Another surprising and informative source was Manhattan Institute fellow Theodore Dalrymple. I’ve read Dalrymple for 20 years, since he began writing grumpy columns in The Spectator about welfare-receiving losers (what Australians call “dole-bludgers”) that he had to see in his psychiatric practice. But apparently in the 1980s he was involved in international development. He describes how he was a consultant in Equatorial Guinea. The country’s strongman had a simple rule about electricity—it was on whenever he was in the capital and off whenever he left. One day Dalrymple decided to count the number of aid organizations with offices in Equatorial Guinea’s capital. He discovered there were 27 of them—and Equatorial Guinea is a very small country.

Poverty Inc. shows how aid stifles and destroys Third World businesses. In Haiti, people used to eat rice three times a week. Then Western aid agencies began shipping rice to Haiti, and the shipments increased after the devastating Haitian earthquake of 1995. Soon Haitians began eating the free rice three times a day—and native rice plantations withered and died.

We also learned that microfinance, while a good thing, was plentiful in the Third World, what was desperately needed were companies that would loan to small and medium enterprises (or “SMEs”). Ghanaian entrepreneur Charles Wends explained that he employed 15 people to cut up pineapples for pineapple juice. He’d love to grow his business, but he can’t, because no bank will loan him any money. There are plenty of loans for very small businesses and large ones in his country, but not for the medium-sized businesses that create a lot of jobs.

I also enjoyed learning about Corrigan and Shelley Clay, who went to Haiti to adopt some orphans. They then realized that 80 percent of the children in Haiti’s orphanages were “social orphans”—they had one parent who was living, but couldn’t afford to buy food or clothes for their children, so they abandoned them to orphanages. The Clays decided to change this by putting women to work making earrings, jewelry, and crafts. They say they have helped 200 women in Haiti get and keep jobs through their business incubator The Apparent Project and Papillion Enterprise, which designs and sells jewelry and crafts.

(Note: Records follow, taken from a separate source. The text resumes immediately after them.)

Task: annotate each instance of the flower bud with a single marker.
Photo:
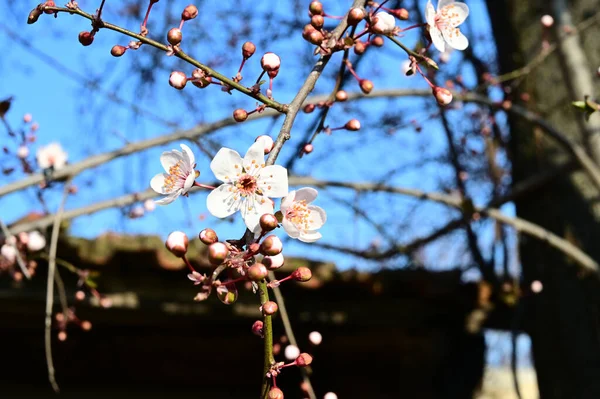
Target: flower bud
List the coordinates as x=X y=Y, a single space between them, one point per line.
x=268 y=222
x=86 y=38
x=174 y=36
x=353 y=125
x=217 y=253
x=208 y=236
x=303 y=360
x=273 y=262
x=257 y=328
x=302 y=274
x=271 y=246
x=257 y=272
x=118 y=50
x=341 y=96
x=366 y=86
x=177 y=243
x=315 y=8
x=248 y=49
x=267 y=141
x=190 y=12
x=240 y=115
x=177 y=80
x=442 y=95
x=317 y=21
x=275 y=393
x=269 y=308
x=355 y=16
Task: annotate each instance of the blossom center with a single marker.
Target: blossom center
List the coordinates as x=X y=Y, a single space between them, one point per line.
x=299 y=215
x=246 y=185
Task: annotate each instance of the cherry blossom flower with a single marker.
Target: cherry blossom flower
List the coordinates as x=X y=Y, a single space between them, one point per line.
x=443 y=24
x=180 y=174
x=51 y=156
x=248 y=185
x=301 y=220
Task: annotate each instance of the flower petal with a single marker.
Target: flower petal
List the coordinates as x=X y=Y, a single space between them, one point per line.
x=437 y=38
x=253 y=208
x=273 y=181
x=224 y=164
x=188 y=156
x=455 y=38
x=307 y=194
x=317 y=217
x=220 y=202
x=310 y=236
x=254 y=158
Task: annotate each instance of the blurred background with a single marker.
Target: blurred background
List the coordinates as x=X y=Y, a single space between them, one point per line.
x=465 y=269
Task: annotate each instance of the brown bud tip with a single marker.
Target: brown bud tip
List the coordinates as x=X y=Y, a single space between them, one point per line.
x=257 y=272
x=177 y=243
x=341 y=96
x=308 y=108
x=174 y=36
x=190 y=12
x=118 y=50
x=86 y=38
x=271 y=246
x=208 y=236
x=366 y=86
x=275 y=393
x=257 y=328
x=352 y=125
x=302 y=274
x=248 y=49
x=303 y=360
x=270 y=308
x=217 y=253
x=355 y=16
x=240 y=115
x=315 y=8
x=268 y=222
x=317 y=21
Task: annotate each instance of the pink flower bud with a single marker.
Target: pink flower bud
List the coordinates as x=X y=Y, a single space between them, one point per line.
x=208 y=236
x=547 y=21
x=217 y=253
x=353 y=125
x=275 y=393
x=190 y=12
x=174 y=36
x=86 y=38
x=248 y=49
x=268 y=222
x=366 y=86
x=267 y=141
x=257 y=328
x=302 y=274
x=273 y=262
x=240 y=115
x=271 y=246
x=355 y=16
x=341 y=96
x=117 y=50
x=315 y=8
x=177 y=243
x=269 y=308
x=257 y=272
x=177 y=80
x=303 y=360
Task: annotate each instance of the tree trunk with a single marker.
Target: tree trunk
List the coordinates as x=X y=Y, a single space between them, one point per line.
x=563 y=320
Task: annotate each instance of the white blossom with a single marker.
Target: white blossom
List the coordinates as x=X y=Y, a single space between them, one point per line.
x=301 y=220
x=443 y=24
x=180 y=174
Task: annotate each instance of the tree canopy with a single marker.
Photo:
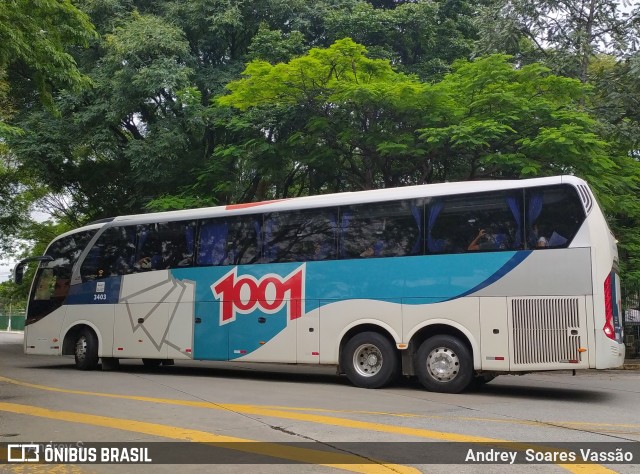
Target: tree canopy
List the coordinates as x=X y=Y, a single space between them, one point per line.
x=125 y=106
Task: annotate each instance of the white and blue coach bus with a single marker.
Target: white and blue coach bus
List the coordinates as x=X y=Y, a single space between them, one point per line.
x=452 y=283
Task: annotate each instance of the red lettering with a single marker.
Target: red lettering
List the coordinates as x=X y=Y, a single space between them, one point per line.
x=243 y=294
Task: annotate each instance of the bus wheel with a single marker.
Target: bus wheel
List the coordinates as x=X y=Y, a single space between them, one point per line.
x=444 y=364
x=86 y=351
x=369 y=360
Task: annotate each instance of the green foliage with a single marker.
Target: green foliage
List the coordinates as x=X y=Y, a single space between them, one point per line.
x=34 y=36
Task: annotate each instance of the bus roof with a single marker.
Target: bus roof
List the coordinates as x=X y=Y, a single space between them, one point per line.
x=335 y=199
x=345 y=198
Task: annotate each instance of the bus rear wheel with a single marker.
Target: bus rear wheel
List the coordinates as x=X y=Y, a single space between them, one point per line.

Finally, I give Poverty Inc. credit for introducing me to Franco-Senegalese entrepreneur Magatta Wade. I had never heard of Wade before. Her company, Thiossan sells skin-care products for women using Senegalese ingredients. She is a sharp, forceful, and effective speaker who has no patience for fools or knaves. I hope to hear more from her.

Poverty Inc. is available on Amazon and iTunes, and is well worth watching.

[1] Note to the people behind the Poverty Inc. website: you should have a list of your interviewees somewhere on your site. I shouldn’t have to look them up in Variety.